On 25 July 2012, Supreme Leader Khamenei stated that Iran's contraceptive policy made sense 20 years ago, "but its continuation in later years was wrong... Scientific and experts studies show that we will face population aging and reduction if the birth-control policy continues."
Deputy health minister Ali Reza Mesdaghinia, was quoted in the semiofficial Fars news agency on 29 July that population control programs "belonged to the past," and that "there is no plan to keep number of the children at one or two. Families should decide about it by themselves. In our culture, having a large number of children has been a tradition. In the past families had five or six children. … The culture still exists in the rural areas. We should go back to our genuine culture." How successful the government will be in surmounting hurdles of changing ideas in society about the role of women and the family, and family worries about money and employment, remains to be seen.

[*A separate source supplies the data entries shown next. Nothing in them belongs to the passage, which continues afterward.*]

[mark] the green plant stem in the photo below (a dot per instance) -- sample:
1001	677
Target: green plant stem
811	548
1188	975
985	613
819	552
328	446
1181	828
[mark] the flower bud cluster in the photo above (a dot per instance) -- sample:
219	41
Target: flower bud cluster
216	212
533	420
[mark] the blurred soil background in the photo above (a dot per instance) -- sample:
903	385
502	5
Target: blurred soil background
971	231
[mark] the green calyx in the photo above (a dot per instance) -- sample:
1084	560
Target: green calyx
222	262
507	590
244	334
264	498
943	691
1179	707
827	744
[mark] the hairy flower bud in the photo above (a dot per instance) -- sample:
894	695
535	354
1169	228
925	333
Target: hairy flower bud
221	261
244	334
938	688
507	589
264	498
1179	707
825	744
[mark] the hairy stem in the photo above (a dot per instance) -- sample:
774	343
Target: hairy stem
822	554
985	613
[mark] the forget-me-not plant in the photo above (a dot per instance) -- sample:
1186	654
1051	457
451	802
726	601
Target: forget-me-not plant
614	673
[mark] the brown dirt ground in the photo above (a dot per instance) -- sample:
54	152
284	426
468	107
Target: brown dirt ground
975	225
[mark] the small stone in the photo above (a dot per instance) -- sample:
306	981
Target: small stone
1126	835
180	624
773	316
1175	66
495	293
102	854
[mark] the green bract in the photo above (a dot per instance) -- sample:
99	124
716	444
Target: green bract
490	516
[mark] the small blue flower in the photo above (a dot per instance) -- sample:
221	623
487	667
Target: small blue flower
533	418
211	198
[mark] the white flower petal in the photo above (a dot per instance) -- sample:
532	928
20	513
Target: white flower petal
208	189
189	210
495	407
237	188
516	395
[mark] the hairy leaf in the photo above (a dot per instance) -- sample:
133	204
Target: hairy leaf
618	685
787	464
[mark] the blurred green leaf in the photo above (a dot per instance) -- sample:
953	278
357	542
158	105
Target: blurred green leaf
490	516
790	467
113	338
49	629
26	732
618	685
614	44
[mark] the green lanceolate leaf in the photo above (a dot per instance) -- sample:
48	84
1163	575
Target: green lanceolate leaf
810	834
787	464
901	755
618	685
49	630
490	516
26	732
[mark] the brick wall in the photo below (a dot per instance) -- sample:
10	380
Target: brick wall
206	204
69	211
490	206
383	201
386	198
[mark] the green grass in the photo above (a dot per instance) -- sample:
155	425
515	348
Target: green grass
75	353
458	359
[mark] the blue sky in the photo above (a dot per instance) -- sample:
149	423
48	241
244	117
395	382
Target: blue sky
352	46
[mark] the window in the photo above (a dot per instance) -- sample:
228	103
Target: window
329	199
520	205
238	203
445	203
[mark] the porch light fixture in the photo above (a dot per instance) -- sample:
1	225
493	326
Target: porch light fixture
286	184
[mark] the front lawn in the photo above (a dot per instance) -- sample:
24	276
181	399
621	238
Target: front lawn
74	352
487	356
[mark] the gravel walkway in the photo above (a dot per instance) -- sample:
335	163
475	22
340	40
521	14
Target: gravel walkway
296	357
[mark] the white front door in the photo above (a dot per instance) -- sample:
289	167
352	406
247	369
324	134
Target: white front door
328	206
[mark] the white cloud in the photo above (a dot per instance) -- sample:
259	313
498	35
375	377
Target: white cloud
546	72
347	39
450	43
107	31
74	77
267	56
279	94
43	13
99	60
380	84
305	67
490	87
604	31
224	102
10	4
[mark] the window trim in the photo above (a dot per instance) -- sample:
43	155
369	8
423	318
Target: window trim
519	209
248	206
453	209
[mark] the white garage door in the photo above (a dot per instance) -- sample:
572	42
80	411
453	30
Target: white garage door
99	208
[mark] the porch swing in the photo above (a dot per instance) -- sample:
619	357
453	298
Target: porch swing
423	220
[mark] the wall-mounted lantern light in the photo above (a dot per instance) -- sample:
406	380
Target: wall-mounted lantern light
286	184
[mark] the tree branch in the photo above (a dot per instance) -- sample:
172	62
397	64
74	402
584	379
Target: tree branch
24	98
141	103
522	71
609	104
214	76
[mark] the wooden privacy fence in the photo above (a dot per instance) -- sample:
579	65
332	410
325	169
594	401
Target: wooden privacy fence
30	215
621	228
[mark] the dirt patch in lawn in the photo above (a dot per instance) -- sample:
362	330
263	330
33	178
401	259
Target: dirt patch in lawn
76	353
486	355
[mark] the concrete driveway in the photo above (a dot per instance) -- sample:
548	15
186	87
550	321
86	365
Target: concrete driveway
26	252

As of 2014, measures to reverse the declining birth rate include: replacing public-health slogans that used to praise “Fewer kids, better life” with billboards that show large, happy families juxtaposed with sad small families; cutting budgets for subsidized condoms and family planning; increasing already generous paternity and maternity leave; and seeking to enact a bill that would make vasectomies and tubectomies, which were free of charge until 2012, treated like abortions - punishable by a jail term of up to five years and payment of diyya. However, others have suggested that a large youthful population with low job prospects could in fact create greater problems in the future than an aging population.